Polymerase Chain Reaction (PCR) was used to amplify 11 genes predicted to contain SNPs in 47 S. Virchow isolates including the sequenced strains, S. Virchow SVQ1 and S. Virchow SL491. PCR was used also used to validate the presence of the SopE prophage and selected genomic islands in local S. Virchow isolates by amplifying regions within each island and the boundaries at both ends. The CRISPR-1 region was also amplified from 15 strains and were sequenced both forward and reverse using Big Dye V3.1 Sequencing Kits (Applied Biosystems, Life Technologies) and analyzed on the ABI 3130 Sequencer (Applied Biosystems, Life Technologies, Australia). The primers for amplifying CRISPR-1 were designed to bind to the location 5′ and 3′ outside of the CRISPR loci and to conserved spacers between the two S. Virchow genomes. Primers used in this study are listed in Table 4.

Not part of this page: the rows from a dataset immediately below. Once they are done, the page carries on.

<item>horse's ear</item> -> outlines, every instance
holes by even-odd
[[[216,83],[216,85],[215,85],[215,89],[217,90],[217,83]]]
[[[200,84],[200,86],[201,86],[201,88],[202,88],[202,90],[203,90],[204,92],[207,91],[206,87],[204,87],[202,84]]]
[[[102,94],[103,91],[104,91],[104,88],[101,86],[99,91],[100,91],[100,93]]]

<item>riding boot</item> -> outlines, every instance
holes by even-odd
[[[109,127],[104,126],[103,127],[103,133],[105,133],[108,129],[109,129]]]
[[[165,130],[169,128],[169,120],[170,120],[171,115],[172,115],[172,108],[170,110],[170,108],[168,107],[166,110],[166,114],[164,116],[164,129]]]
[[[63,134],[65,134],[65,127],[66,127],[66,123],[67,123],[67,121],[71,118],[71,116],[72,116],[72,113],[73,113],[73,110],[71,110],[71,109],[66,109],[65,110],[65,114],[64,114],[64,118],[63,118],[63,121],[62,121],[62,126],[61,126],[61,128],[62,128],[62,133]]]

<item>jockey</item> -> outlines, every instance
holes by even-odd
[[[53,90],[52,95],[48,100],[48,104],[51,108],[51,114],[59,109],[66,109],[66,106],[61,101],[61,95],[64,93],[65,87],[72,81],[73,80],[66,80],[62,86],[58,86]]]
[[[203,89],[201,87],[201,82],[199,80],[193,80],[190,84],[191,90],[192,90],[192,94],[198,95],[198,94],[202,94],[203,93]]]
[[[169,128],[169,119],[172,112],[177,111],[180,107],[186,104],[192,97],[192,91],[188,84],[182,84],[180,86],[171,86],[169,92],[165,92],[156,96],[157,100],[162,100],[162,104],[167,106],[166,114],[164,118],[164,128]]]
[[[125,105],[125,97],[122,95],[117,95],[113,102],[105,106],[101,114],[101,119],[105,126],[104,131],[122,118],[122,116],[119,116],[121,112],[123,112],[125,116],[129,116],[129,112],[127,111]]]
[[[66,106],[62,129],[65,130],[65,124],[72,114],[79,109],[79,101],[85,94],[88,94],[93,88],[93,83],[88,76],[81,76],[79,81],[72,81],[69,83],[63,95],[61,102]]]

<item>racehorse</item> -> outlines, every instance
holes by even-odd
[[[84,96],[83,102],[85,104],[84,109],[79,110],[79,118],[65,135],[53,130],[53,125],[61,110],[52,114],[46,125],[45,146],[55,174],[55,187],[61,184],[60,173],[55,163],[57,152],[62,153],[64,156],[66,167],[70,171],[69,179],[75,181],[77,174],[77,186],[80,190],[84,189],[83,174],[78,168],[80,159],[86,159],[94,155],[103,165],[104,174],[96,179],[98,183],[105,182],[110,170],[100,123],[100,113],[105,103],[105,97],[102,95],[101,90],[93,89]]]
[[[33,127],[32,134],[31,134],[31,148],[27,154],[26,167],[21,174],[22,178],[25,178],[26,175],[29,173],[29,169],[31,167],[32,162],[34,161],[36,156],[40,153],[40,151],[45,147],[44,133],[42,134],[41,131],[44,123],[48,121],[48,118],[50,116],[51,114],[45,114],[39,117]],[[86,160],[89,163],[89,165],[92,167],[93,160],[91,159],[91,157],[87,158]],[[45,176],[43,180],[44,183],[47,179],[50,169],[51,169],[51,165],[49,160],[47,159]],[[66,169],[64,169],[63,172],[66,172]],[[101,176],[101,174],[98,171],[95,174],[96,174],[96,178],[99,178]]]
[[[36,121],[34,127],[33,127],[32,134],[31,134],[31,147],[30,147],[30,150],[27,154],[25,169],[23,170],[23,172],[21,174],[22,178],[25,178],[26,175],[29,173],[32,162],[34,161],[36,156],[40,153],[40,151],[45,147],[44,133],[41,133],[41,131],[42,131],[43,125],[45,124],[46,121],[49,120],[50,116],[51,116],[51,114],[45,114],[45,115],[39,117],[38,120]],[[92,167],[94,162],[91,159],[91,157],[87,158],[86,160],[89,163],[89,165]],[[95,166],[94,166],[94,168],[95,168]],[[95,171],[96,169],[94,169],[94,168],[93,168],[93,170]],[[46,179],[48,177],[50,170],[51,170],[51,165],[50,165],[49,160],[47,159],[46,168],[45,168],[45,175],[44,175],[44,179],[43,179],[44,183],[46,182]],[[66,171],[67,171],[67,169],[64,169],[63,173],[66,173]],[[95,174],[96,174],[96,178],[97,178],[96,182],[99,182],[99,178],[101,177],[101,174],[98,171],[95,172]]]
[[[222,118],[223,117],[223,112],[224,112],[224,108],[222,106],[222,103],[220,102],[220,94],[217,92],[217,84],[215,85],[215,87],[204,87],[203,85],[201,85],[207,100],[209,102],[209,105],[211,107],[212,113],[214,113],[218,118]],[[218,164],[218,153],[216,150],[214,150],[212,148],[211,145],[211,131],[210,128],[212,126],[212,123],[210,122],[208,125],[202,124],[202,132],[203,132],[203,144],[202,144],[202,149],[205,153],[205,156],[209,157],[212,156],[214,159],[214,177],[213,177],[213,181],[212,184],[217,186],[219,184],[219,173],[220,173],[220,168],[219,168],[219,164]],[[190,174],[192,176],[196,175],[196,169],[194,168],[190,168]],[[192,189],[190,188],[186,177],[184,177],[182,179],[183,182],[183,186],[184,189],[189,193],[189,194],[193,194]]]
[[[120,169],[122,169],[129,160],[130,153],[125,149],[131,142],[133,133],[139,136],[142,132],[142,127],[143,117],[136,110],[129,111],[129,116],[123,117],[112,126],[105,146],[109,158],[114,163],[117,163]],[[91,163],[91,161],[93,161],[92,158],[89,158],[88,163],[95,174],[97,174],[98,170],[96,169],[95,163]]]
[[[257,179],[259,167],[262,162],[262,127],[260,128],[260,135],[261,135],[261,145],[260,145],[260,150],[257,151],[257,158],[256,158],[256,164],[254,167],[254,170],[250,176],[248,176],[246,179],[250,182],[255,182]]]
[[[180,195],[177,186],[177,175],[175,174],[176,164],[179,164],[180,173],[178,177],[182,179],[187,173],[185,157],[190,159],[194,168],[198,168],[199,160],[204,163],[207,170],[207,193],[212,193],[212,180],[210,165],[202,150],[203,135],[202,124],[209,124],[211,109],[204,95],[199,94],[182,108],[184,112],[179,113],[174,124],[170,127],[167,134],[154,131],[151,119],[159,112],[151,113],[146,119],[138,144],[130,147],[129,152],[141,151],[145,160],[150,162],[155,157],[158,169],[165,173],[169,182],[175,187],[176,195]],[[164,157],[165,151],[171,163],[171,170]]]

Table 4 List of primers used to validate genotyping target and genomic features in S. Virchow

Bioinformatics analysis

Pairwise whole genome comparisons of S. Virchow SVQ1 with 27 Salmonella genomes (Table 3) were performed using BLASTn and visualized using the Artemis Comparison Tool [94]. Circular visualization figures were made using BRIG (BLAST Ring Image Generator) [59] and linear visualization figures were made using Easyfig [50]. CRISPR amplicon sequences were assembled using CLC Genomic Workbench (http://www.clcbio.com/). Similarity searches of the non-redundant nucleotide database and whole-genome shotgun contigs were carried out using the NCBI BLAST portal. The absence in S. Virchow SVQ1 of genomic regions present in S. Virchow SL491 was confirmed by mapping the 454 reads against the S. Virchow SL491 genome as a reference. Prior to mapping, the quality of the 454 reads was checked with FastQC (http://www.bioinformatics.babraham.ac.uk/projects/fastqc/). Reads that were shorter than 200 bp were removed and the remaining reads were trimmed by 10 nucleotide from the 5′ end and 30 nucleotide from the 3 end using PrinSeq-Lite [56]. Read mapping was performed using BWA-SW (Smith Waterman) [57] with default parameters.